I will be there too!!!!!  Flying out of Toronto.


----------



## Zhang (16 Jul 2013)

They are flying me out of Pearson on the 3rd of Aug. I'm going for Vehicle Tech.


----------



## mboutin (16 Jul 2013)

Secord91 I'll be there too as tech med but a week later  I only start on August 12th : (


Congrats and I hope you guys will enjoy  !


----------



## polishman23 (16 Jul 2013)

any supply tech going?


----------



## puddle_son (17 Jul 2013)

Just got the news today I'll be flying in from victoria on the 3rd to Quebec can't wait.  See you all in a couple weeks


----------



## FlaintheCF (24 Jul 2013)

Heyyyy! I will be there!!!
Cool, we'll be in the same platoon!

When do you get sworn in?
What city are you coming from?


----------



## FlaintheCF (24 Jul 2013)

Hey guys! I will be there! 
Reporting for duty August 3... I guess its the same as you... officially starting Aug 5!

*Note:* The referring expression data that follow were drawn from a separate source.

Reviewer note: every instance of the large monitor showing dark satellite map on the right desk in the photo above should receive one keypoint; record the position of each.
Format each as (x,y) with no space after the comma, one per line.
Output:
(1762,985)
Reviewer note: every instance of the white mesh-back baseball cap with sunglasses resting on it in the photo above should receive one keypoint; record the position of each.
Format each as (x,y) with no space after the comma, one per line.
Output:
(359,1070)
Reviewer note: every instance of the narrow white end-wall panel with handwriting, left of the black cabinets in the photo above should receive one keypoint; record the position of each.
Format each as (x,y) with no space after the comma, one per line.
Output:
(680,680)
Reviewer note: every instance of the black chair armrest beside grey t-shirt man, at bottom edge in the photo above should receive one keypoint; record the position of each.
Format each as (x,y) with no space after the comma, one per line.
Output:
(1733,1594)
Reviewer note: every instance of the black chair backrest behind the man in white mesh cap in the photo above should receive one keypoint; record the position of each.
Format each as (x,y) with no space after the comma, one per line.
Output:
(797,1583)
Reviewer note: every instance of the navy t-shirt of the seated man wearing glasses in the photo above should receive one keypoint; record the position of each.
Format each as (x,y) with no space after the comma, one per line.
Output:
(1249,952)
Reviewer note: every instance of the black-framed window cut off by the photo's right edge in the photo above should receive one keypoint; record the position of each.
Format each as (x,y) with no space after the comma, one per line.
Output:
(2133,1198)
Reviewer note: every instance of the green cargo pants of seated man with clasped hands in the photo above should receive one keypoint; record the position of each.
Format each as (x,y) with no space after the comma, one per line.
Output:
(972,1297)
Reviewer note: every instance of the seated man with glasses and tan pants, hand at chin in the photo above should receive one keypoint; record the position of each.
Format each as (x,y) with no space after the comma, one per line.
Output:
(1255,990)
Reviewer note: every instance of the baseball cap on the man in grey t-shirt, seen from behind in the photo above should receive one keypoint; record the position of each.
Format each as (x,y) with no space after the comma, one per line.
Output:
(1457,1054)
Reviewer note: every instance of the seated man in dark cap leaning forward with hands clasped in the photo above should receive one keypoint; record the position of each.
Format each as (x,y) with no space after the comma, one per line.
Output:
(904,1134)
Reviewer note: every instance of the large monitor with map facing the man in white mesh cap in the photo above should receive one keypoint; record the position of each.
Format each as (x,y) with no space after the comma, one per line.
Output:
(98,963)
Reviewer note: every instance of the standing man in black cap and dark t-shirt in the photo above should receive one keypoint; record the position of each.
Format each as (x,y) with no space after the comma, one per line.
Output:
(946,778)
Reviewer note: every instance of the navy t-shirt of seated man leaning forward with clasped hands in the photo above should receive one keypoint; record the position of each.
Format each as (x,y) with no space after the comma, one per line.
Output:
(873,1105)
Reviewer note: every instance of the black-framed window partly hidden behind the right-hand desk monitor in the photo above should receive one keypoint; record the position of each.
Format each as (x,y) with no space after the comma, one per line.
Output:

Congrats everyone, looking forward to meeting you all there!

Anyone getting there on their own? I'm driving from Ottawa, probably will report Saturday early evening...


----------



## Secord91 (29 Jul 2013)

There was 4 of us 2 med techs and 2 vehicle techs out of Niagara/hamilton area were all flying out of Pearson airport, Toronto!


----------



## Secord91 (29 Jul 2013)

Are you guys buying your own running shoes before going or can you buy a specific kind/colour at CFLRS. Was gonna buy before leaving but not sure now don't wanna have to buy another pair because the ones I bought weren't standard. Also for bathing suits theyre supplied by the QM I'm guessing that means theyre military issued and we don't have to bring our own?


----------



## MikeL (29 Jul 2013)

The shoes CFLRS issue are junk, and I'm not sure what selection the Canex there will have. If you have a favorite brand/model you like, buy it and bring it with you. 

If the joining instructions say to bring a bathing suit, bring one or buy from the Canex. I don't recall being issued a bathing suit.



Have a look through this.

http://www.cflrs.forces.gc.ca/menu/pd/bic-cib/index-eng.asp#5


> Equipment
> 
> All candidates arriving for training at CFLRS, whether they are new or current CF members will require the items listed in part 1 and 2 of Annex B to begin their basic training. Items listed in part 1 can be brought by candidates or purchased at their expense at Canex while items in part 2 will be exclusively purchased at Canex after their arrival. Candidates who are already CF members will also arrive with the military equipment (in serviceable condition) listed in part 3 of Annex B to this document.


----------